Adoção de dietas à base de vegetais ajuda a mitigar emissões de CO2

Produção de alimentos é responsável por 37% de todas as emissões de gases de efeito estufa.

Diminuir o consumo de alimentos de origem animal e adotar dietas à base de vegetais é fundamental para reduzir as emissões de dióxido de carbono (CO2) na atmosfera, principal causador do aquecimento global. A constatação é de estudo publicado na revista Nature Sustainability.

Hoje, a produção global de alimentos é uma das maiores pressões humana sobre Terra, detendo aproximadamente 37% de todas as emissões de gases de efeito estufa. Apenas os alimentos de origem animal ocupam 83% das áreas agrícolas do planeta.

O estudo, que mapeou o impacto da indústria alimentícia, estima que mudanças para dietas baseadas em plantas permitiria o sequestro de 99% a 163% das emissões de CO2 até 2050, aumentando as chances de limitar o aquecimento da Terra da 1,5°C, como determina o Acordo de Paris.

O professor do Departamento de Estudos Ambientais da Universidade de Nova Iorque e principal autor do artigo, Matthew Hayek, sugere escolhas alimentares mais saudáveis e dietas mais sustentáveis. Assim, “a restauração de florestas nativas poderia ganhar o tempo necessário para os países fazerem a transição de suas redes de energia para uma infraestrutura renovável e livre de fósseis”, disse.

De acordo com a pesquisa, a queda da demanda por carne provocaria recrescimento da vegetação e consequente remoção de até 16 anos das emissões globais de CO2 dos combustíveis fósseis. “O uso da terra tem tudo a ver com compensações”, acrescentou Nathan Mueller, também autor da pesquisa.

Embora os desafios para restaurar os ecossistemas sejam imensos, "nossas descobertas podem ajudar a visar lugares onde a restauração de ecossistemas e a interrupção do desmatamento em curso teriam os maiores benefícios de carbono”, explicou Mueller.

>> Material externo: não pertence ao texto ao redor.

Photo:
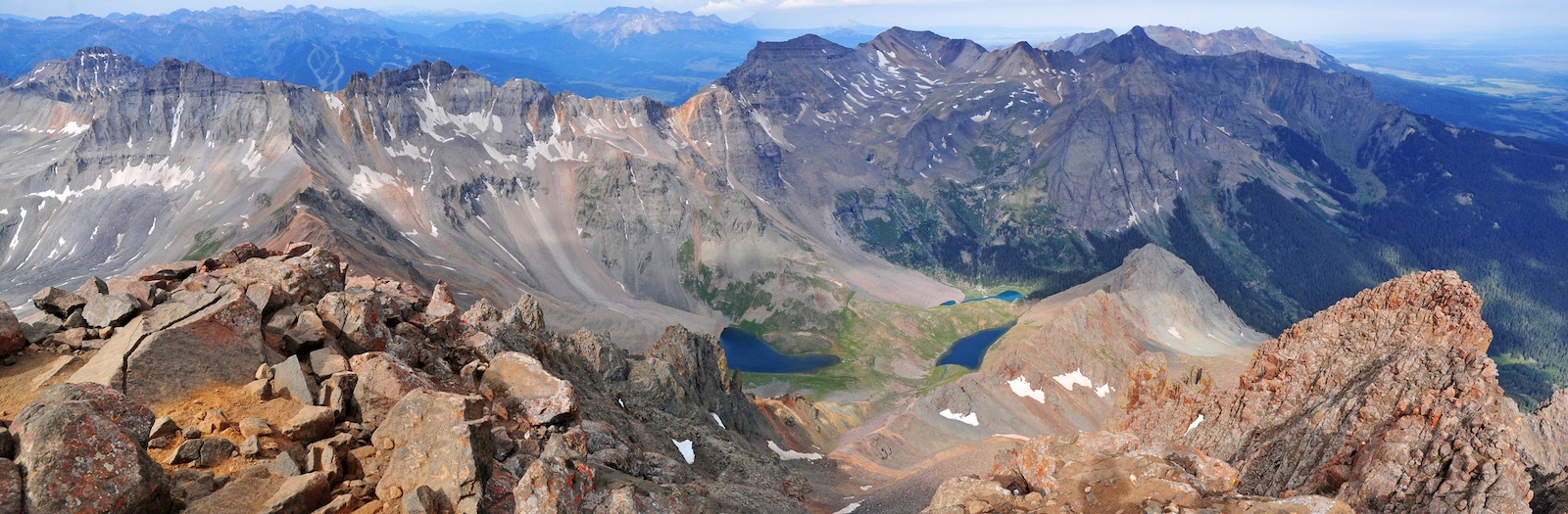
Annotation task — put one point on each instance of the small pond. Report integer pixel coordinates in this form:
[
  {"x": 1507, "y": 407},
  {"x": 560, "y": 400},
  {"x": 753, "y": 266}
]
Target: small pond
[
  {"x": 971, "y": 349},
  {"x": 747, "y": 351},
  {"x": 1008, "y": 295}
]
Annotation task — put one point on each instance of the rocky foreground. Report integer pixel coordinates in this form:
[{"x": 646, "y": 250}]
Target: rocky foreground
[
  {"x": 1382, "y": 403},
  {"x": 273, "y": 381},
  {"x": 267, "y": 381}
]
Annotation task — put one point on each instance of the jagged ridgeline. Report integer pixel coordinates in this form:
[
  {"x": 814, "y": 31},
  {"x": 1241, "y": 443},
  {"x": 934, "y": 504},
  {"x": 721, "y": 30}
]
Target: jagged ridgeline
[{"x": 778, "y": 196}]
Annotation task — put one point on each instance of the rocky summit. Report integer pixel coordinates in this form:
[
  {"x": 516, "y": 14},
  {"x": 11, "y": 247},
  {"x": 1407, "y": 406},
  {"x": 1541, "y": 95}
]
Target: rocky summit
[
  {"x": 274, "y": 381},
  {"x": 270, "y": 381}
]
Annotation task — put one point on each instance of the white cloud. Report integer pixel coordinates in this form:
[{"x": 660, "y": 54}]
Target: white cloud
[
  {"x": 733, "y": 5},
  {"x": 846, "y": 4}
]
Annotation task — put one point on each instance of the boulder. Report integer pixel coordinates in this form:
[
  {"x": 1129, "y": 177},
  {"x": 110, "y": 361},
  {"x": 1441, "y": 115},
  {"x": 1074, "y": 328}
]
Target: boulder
[
  {"x": 251, "y": 446},
  {"x": 326, "y": 362},
  {"x": 248, "y": 493},
  {"x": 217, "y": 345},
  {"x": 93, "y": 286},
  {"x": 289, "y": 380},
  {"x": 41, "y": 326},
  {"x": 357, "y": 315},
  {"x": 524, "y": 388},
  {"x": 297, "y": 248},
  {"x": 337, "y": 394},
  {"x": 306, "y": 331},
  {"x": 10, "y": 488},
  {"x": 212, "y": 422},
  {"x": 82, "y": 451},
  {"x": 439, "y": 441},
  {"x": 381, "y": 381},
  {"x": 310, "y": 423},
  {"x": 57, "y": 302},
  {"x": 524, "y": 315},
  {"x": 169, "y": 271},
  {"x": 482, "y": 312},
  {"x": 298, "y": 493},
  {"x": 206, "y": 451},
  {"x": 192, "y": 485},
  {"x": 553, "y": 486},
  {"x": 7, "y": 444},
  {"x": 12, "y": 336},
  {"x": 110, "y": 309},
  {"x": 240, "y": 253},
  {"x": 266, "y": 297},
  {"x": 164, "y": 427},
  {"x": 302, "y": 279},
  {"x": 143, "y": 292},
  {"x": 255, "y": 427}
]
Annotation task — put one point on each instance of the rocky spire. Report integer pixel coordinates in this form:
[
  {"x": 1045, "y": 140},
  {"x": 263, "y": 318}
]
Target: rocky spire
[{"x": 1387, "y": 399}]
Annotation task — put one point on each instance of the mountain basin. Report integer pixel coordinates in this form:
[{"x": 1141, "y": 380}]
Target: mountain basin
[
  {"x": 969, "y": 350},
  {"x": 1007, "y": 295},
  {"x": 747, "y": 351}
]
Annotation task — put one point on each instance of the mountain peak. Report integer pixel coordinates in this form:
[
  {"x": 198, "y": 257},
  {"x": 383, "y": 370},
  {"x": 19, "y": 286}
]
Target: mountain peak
[
  {"x": 1397, "y": 367},
  {"x": 613, "y": 25},
  {"x": 90, "y": 72},
  {"x": 1128, "y": 47},
  {"x": 901, "y": 44}
]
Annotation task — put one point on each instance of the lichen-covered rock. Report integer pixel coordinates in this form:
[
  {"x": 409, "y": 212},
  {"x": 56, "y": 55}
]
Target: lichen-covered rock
[
  {"x": 441, "y": 441},
  {"x": 110, "y": 309},
  {"x": 310, "y": 423},
  {"x": 381, "y": 380},
  {"x": 12, "y": 336},
  {"x": 82, "y": 451},
  {"x": 57, "y": 302},
  {"x": 1109, "y": 472},
  {"x": 553, "y": 486},
  {"x": 10, "y": 488},
  {"x": 1387, "y": 399},
  {"x": 358, "y": 317},
  {"x": 298, "y": 495},
  {"x": 524, "y": 386},
  {"x": 217, "y": 345}
]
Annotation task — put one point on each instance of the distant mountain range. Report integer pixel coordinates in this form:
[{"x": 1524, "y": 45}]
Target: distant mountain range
[
  {"x": 808, "y": 180},
  {"x": 619, "y": 52}
]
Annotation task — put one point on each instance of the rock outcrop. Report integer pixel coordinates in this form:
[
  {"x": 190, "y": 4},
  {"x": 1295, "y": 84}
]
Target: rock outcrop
[
  {"x": 82, "y": 450},
  {"x": 1385, "y": 401},
  {"x": 1109, "y": 472}
]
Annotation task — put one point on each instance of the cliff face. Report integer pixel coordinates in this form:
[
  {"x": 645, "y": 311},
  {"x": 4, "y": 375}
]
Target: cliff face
[
  {"x": 1385, "y": 399},
  {"x": 621, "y": 215}
]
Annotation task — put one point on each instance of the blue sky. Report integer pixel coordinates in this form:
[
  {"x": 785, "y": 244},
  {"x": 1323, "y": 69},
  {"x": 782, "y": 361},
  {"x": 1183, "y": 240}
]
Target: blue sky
[{"x": 1322, "y": 21}]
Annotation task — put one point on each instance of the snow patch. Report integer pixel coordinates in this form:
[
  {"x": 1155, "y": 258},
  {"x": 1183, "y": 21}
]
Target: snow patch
[
  {"x": 368, "y": 180},
  {"x": 792, "y": 454},
  {"x": 1024, "y": 389},
  {"x": 74, "y": 129},
  {"x": 686, "y": 450},
  {"x": 968, "y": 419},
  {"x": 1194, "y": 425},
  {"x": 849, "y": 508},
  {"x": 1076, "y": 378}
]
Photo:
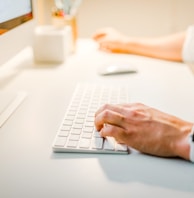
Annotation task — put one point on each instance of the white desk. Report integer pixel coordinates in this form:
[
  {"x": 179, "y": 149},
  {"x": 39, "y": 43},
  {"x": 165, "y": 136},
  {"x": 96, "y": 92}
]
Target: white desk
[{"x": 29, "y": 168}]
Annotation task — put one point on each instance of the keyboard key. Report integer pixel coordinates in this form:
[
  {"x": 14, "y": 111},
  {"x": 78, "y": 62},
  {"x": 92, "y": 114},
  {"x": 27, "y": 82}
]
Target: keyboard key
[{"x": 77, "y": 132}]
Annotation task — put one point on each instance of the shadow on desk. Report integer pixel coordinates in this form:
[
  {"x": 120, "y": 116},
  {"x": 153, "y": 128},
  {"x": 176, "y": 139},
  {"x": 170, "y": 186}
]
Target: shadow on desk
[
  {"x": 174, "y": 174},
  {"x": 11, "y": 71}
]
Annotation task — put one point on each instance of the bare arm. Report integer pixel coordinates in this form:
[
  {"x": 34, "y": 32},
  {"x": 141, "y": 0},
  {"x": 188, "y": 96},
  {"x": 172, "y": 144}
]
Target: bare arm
[{"x": 166, "y": 47}]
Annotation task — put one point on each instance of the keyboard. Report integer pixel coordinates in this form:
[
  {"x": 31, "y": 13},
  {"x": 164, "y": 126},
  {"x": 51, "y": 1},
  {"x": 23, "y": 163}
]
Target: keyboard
[{"x": 77, "y": 132}]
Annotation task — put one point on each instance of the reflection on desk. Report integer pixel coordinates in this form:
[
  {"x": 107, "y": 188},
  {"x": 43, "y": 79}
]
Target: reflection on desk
[{"x": 29, "y": 168}]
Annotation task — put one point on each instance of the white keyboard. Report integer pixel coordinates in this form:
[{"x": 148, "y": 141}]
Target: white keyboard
[{"x": 77, "y": 132}]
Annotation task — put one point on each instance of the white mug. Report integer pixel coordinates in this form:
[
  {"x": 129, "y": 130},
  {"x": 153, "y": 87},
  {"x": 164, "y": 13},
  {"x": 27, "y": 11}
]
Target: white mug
[{"x": 51, "y": 44}]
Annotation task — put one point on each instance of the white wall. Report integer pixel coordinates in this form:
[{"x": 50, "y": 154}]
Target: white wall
[{"x": 134, "y": 17}]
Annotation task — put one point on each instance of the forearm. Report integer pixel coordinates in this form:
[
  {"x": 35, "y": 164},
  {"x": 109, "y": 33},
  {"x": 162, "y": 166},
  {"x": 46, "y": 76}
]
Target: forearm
[{"x": 168, "y": 48}]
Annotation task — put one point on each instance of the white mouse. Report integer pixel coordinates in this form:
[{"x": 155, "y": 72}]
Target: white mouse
[{"x": 117, "y": 68}]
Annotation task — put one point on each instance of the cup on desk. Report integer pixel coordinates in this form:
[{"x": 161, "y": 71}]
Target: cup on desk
[
  {"x": 67, "y": 20},
  {"x": 51, "y": 44}
]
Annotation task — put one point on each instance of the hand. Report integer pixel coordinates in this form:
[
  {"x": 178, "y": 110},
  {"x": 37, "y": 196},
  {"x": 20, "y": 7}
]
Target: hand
[
  {"x": 145, "y": 129},
  {"x": 111, "y": 40}
]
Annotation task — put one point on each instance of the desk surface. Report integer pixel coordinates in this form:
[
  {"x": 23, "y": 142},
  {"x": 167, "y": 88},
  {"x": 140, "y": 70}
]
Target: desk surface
[{"x": 29, "y": 168}]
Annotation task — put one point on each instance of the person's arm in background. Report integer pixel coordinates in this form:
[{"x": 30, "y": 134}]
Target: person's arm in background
[{"x": 166, "y": 47}]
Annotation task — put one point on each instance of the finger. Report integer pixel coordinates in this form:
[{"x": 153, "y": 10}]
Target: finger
[
  {"x": 116, "y": 108},
  {"x": 112, "y": 131},
  {"x": 99, "y": 35},
  {"x": 108, "y": 117}
]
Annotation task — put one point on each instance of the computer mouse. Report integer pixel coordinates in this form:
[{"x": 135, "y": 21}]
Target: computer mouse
[{"x": 117, "y": 68}]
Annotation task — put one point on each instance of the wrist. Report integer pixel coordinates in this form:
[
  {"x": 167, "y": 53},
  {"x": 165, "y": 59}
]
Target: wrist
[
  {"x": 183, "y": 145},
  {"x": 191, "y": 143}
]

Sustentabilidade e nutrição

As dietas flexíveis têm sido adotadas por pessoas que procuram viver de maneira mais saudável e sustentável. Conhecidas como flexitarianas, elas têm como base frutas, verduras, legumes, grãos, castanhas e quaisquer vegetais. Ao contrário do que a maioria imagina, elas são extremamente nutritivas.

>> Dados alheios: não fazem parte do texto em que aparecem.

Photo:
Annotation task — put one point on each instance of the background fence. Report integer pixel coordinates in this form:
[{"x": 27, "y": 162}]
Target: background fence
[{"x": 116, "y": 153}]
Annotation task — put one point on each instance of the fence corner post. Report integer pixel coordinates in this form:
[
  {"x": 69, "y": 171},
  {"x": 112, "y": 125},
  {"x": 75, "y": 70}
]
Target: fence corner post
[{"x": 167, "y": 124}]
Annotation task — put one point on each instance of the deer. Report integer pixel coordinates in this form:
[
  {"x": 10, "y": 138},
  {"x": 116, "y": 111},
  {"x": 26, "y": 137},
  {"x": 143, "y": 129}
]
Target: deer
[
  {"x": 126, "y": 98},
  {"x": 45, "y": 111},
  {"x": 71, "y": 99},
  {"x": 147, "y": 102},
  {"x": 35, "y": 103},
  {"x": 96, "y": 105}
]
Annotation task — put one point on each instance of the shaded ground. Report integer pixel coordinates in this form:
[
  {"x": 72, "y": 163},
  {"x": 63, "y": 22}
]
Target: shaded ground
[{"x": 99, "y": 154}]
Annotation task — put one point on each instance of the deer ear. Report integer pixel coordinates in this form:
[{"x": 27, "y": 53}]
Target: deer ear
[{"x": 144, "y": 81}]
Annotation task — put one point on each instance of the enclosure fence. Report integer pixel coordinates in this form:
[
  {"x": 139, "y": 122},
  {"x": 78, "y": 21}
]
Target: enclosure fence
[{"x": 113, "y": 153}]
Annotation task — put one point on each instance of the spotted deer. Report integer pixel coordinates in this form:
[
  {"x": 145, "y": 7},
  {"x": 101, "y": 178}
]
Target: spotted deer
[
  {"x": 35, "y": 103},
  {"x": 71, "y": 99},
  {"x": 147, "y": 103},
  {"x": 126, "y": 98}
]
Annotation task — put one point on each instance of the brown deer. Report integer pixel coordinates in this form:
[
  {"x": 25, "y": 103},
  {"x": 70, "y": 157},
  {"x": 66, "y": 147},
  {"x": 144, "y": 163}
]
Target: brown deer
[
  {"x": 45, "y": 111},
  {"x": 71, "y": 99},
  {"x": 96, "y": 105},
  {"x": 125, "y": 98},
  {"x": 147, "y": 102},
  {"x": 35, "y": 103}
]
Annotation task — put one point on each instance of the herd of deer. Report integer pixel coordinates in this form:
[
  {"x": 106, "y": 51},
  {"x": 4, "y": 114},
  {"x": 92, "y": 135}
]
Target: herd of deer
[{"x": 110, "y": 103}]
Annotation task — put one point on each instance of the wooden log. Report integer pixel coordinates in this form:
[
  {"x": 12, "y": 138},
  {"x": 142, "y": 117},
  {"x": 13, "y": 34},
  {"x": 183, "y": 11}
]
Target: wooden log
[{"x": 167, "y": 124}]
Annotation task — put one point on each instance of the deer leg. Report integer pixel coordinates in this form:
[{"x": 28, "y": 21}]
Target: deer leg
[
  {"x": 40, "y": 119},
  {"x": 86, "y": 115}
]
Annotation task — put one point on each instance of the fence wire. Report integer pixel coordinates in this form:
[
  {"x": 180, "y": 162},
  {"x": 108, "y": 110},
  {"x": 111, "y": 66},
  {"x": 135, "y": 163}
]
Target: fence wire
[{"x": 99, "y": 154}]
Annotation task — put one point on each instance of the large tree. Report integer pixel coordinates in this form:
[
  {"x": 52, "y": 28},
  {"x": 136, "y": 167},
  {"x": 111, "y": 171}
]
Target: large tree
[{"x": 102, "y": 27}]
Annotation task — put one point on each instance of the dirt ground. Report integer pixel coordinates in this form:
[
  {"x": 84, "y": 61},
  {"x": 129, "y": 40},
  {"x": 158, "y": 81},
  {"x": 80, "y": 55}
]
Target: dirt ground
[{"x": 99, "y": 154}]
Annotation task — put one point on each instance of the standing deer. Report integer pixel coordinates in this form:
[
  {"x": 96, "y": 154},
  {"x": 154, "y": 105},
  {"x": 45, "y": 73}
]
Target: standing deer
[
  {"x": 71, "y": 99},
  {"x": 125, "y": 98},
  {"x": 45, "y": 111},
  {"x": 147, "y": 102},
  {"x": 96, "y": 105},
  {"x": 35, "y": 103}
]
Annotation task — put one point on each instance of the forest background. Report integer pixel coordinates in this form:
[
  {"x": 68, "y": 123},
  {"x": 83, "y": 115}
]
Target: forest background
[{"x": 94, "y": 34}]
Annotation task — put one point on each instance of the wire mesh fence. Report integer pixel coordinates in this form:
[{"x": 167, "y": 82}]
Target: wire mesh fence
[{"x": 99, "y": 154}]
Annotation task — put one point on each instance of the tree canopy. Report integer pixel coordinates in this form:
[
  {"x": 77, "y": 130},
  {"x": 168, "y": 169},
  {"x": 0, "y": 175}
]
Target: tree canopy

Aumentar o consumo de lentilhas, feijões, ervilhas, nozes e sementes, além de reduzir os impactos ambientais decorrentes da produção alimentícia, também é benéfico do ponto de vista nutricional.

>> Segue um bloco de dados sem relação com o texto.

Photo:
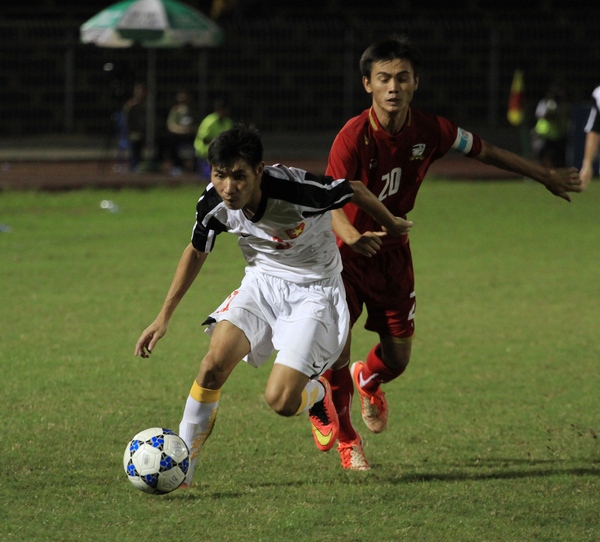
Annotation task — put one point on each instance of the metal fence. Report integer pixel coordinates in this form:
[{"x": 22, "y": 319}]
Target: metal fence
[{"x": 292, "y": 75}]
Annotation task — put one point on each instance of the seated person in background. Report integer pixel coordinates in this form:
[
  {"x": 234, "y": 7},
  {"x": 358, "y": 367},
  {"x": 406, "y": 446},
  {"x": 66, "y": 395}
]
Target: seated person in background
[
  {"x": 213, "y": 124},
  {"x": 182, "y": 124},
  {"x": 134, "y": 113}
]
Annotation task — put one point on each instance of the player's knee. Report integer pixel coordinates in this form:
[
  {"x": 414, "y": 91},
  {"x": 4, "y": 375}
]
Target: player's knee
[
  {"x": 281, "y": 403},
  {"x": 212, "y": 374}
]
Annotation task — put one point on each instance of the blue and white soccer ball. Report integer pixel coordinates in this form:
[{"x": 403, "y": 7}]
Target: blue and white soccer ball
[{"x": 156, "y": 461}]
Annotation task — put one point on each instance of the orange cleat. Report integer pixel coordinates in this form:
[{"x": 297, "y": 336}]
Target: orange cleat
[
  {"x": 352, "y": 455},
  {"x": 373, "y": 406},
  {"x": 324, "y": 421}
]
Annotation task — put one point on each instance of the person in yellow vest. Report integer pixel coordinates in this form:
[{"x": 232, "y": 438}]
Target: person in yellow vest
[
  {"x": 213, "y": 124},
  {"x": 550, "y": 133}
]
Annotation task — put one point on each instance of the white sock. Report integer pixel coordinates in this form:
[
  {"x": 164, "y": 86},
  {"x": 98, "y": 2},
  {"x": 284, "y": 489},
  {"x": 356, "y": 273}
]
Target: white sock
[{"x": 195, "y": 427}]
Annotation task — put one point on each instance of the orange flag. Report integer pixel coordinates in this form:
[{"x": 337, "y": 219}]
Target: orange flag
[{"x": 515, "y": 101}]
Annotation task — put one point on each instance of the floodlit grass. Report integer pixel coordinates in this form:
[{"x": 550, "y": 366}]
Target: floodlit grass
[{"x": 493, "y": 431}]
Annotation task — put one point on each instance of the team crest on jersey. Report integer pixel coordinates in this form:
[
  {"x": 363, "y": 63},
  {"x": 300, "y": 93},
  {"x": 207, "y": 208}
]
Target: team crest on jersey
[
  {"x": 418, "y": 151},
  {"x": 296, "y": 232}
]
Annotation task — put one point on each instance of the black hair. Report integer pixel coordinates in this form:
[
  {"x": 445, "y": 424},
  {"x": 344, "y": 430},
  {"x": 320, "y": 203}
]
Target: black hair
[
  {"x": 241, "y": 142},
  {"x": 392, "y": 48}
]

A fibra solúvel encontrada em feijões e lentilhas, por exemplo, ajuda no combate ao colesterol alto, enquanto pinhões, linhaça, sementes de gergelim e girassol são fontes ricas em ácidos graxos, as chamadas “gorduras boas”.

Do ponto de vista ambiental, substituir proteínas animais por vegetais ajuda a reduzir a pressão sobre os ecossistemas, visto que as plantas usam uma pequena parte da área necessária para produzir carne e laticínios.

Os pesquisadores ressaltam que a redução da produção de carne é positiva em vários aspectos, inclusive para a qualidade e quantidade da água, habitat da vida selvagem, biodiversidade e prevenção de doenças zoonóticas (transmitidas por animais), como o novo coronavírus.